If you have a chronic illness, and illnesses like CFIDS, Fibromyalgia and IC Disease, you have probably heard this a lot from people – “You don’t look sick!”
But what does “sick” really look like? What is the image of “sick” that people think of when they say this? I personally know two people right now who have cancer, yet they don’t look sick at all. Right now, my brother-in-law actually looks pretty good because he has lost 30 pounds and you would never know that he was sick, although he is very sick.
This is something I have continually pondered. When you see someone with MS, Rheumatoid Arthritis, cancer, lupus, sickle cell, etc. do you doubt that they are in fact ill? So why is it that we are continually told, “You don’t look sick”? Can anyone rationalize this for me?
What do you picture when you think of someone who is sick? Is it a picture of Tom Hanks at the end of Philadelphia when he died of Aids? Is it seeing a loved one at the end stages of a terminal disease? What thoughts go through your mind?
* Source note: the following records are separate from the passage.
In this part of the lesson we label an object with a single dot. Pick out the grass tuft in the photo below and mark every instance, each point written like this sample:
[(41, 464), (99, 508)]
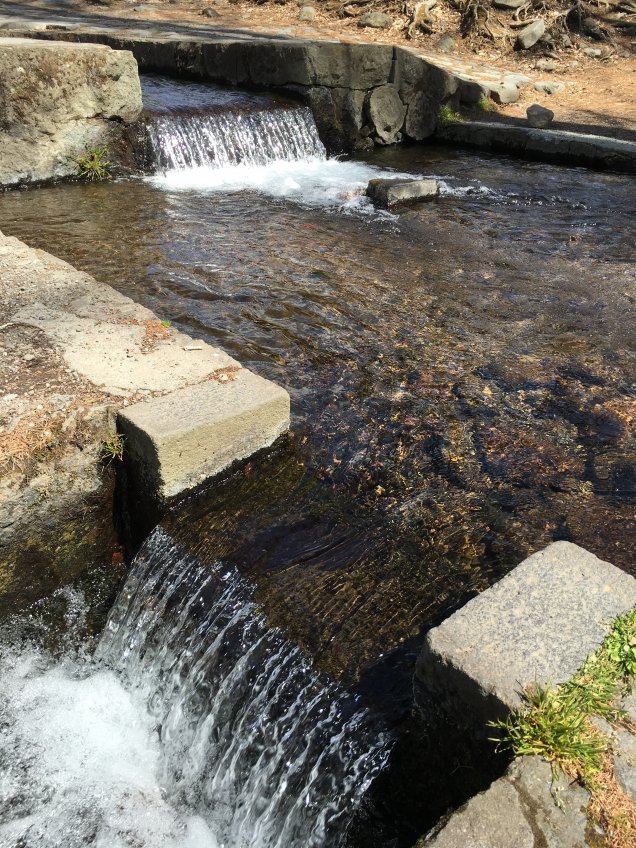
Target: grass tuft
[(557, 725), (448, 115), (94, 166), (113, 448)]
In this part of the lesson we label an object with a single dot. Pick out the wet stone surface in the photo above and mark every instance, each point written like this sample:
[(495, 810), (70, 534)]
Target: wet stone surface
[(461, 376)]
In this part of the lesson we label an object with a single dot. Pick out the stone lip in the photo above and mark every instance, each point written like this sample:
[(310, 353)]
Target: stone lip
[(189, 410), (518, 810), (535, 627), (391, 192), (547, 144), (58, 100), (184, 438)]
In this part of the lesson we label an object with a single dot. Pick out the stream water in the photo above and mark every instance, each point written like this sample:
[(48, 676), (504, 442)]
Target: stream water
[(462, 382)]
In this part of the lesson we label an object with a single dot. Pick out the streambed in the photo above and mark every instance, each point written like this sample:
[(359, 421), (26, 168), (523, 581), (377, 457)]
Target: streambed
[(461, 373)]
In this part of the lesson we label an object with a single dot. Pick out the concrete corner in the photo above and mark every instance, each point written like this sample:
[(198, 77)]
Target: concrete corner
[(536, 626), (187, 436)]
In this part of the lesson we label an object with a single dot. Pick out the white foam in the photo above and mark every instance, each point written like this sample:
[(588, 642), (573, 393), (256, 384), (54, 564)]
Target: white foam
[(81, 759), (318, 182)]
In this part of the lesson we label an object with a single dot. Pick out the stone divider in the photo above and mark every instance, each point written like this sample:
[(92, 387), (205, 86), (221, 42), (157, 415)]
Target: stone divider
[(187, 409), (550, 145), (360, 94), (537, 626)]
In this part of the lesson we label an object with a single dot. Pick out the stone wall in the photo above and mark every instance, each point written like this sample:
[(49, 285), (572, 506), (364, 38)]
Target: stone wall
[(58, 99), (360, 94)]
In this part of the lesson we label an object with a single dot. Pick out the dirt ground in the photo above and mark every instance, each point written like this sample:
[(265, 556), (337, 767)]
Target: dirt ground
[(599, 94)]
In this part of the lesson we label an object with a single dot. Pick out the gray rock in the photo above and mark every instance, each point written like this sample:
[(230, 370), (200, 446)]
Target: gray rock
[(516, 79), (529, 35), (386, 112), (537, 626), (183, 438), (506, 92), (387, 193), (545, 64), (549, 87), (378, 20), (517, 810), (538, 116), (91, 92), (446, 44), (508, 4), (493, 819)]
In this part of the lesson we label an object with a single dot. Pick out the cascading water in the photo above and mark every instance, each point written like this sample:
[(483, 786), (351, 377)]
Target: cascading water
[(211, 139), (194, 725), (252, 139)]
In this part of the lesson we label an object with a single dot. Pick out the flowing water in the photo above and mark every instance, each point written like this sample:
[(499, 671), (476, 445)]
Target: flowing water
[(462, 382)]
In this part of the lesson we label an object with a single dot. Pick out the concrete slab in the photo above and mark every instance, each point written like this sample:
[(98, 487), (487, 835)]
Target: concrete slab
[(536, 626), (183, 438)]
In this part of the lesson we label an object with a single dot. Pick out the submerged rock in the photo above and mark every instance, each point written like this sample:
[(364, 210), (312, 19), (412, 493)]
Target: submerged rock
[(386, 193), (378, 20)]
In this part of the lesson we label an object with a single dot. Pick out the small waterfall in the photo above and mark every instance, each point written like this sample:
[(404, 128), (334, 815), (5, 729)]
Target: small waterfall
[(231, 138), (252, 741)]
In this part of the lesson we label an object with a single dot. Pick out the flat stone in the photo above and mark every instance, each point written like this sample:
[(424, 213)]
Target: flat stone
[(378, 20), (446, 43), (387, 193), (505, 92), (508, 4), (529, 35), (539, 116), (183, 438), (535, 627), (492, 819), (519, 810), (547, 144), (549, 87)]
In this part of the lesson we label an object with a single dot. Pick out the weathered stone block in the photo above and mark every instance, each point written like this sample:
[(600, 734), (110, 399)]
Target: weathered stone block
[(183, 438), (535, 627), (58, 98), (387, 193)]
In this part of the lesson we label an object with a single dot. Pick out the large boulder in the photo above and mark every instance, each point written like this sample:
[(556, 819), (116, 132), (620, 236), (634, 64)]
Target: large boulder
[(56, 100), (386, 113)]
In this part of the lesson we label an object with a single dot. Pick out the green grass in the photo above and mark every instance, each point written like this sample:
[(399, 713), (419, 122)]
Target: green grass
[(113, 448), (485, 104), (555, 723), (447, 115), (94, 166)]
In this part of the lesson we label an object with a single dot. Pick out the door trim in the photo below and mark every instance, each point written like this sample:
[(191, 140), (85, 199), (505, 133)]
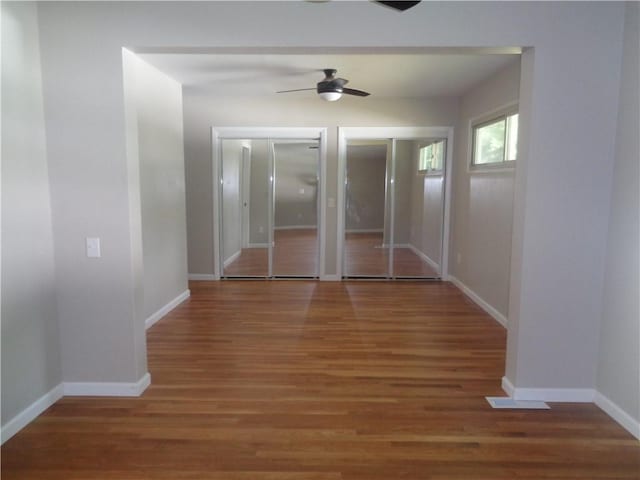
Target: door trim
[(397, 133), (269, 133)]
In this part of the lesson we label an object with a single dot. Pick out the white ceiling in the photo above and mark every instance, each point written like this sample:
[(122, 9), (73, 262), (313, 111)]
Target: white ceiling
[(383, 75)]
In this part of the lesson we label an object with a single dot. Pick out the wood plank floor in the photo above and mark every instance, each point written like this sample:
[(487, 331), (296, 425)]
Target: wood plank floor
[(324, 381), (365, 256)]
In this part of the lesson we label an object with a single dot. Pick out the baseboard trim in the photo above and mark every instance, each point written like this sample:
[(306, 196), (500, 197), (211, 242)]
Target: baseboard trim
[(148, 323), (560, 395), (425, 257), (107, 389), (575, 395), (629, 423), (364, 230), (202, 277), (232, 258), (501, 319), (508, 387), (330, 278), (30, 413)]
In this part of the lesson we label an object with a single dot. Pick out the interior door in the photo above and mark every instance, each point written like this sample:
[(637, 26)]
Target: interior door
[(295, 208), (418, 207), (245, 229), (367, 208)]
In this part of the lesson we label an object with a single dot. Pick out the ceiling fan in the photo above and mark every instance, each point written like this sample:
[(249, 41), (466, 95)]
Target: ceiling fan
[(331, 88), (402, 6), (396, 5)]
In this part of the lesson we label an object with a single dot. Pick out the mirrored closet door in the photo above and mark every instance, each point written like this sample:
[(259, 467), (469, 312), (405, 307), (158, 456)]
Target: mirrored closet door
[(394, 207)]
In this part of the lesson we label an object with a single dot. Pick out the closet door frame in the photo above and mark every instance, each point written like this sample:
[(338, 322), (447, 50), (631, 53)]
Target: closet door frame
[(393, 133), (218, 134)]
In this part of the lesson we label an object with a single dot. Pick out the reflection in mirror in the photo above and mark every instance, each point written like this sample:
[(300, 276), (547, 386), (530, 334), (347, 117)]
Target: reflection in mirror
[(418, 207), (394, 208), (245, 208), (295, 233), (366, 208)]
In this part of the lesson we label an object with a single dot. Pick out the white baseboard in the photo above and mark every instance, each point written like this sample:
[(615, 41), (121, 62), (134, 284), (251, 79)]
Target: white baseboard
[(232, 258), (330, 278), (614, 411), (88, 389), (107, 389), (166, 309), (575, 395), (501, 319), (26, 416), (202, 277), (425, 257), (568, 395), (508, 387), (296, 227)]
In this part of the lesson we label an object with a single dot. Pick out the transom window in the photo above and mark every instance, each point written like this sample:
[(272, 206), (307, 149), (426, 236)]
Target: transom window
[(431, 158), (495, 142)]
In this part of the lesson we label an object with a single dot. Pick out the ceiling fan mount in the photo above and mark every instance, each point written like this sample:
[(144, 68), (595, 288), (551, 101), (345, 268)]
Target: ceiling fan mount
[(331, 88)]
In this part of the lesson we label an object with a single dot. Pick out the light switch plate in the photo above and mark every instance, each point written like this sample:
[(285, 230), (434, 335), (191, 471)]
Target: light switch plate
[(93, 247)]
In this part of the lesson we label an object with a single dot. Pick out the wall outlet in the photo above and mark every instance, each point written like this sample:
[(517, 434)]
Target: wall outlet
[(93, 247)]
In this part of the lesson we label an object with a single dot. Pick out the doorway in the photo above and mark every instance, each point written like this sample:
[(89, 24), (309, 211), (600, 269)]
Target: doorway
[(268, 187), (394, 202)]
Then ask yourself if in fact you do not think that someone can be sick if they don’t “look the part”, so to speak.
It is the same with handicapped parking – have you ever noticed that at several places the handicapped parking will be further away from the door then some of the regular parking? I have been taking notice to this. They put the handicapped parking where they can best accommodate a wheelchair, regardless of where the front door is. And when you think of handicapped, I am sure that you immediately picture someone in a wheelchair. But you can be physically handicapped without being in a wheelchair. There are people who have to use canes, walkers, and those with other chronic illnesses who cannot walk more than a few feet at a time. But to a lot of society, that is not considered “handicapped”.
I often wonder where we get these ideas as well. What makes us think this way? Any thoughts?
I get this often. I was raised that Looks are Very important and people judge you, so I always look my best. Having become disabled after my last surgery, this has become difficult but most people do not realize how sick I am. Pride. Suffering severe pain and fatigue is easy to disguise most of the time and having issues to deal with such as SSDI is alowing me to Fall-through-the-cracks.Denided. I can’t allow myself to look unkept,wanting pity, sympathy,to gain finacial help. I sabitaugh my claim.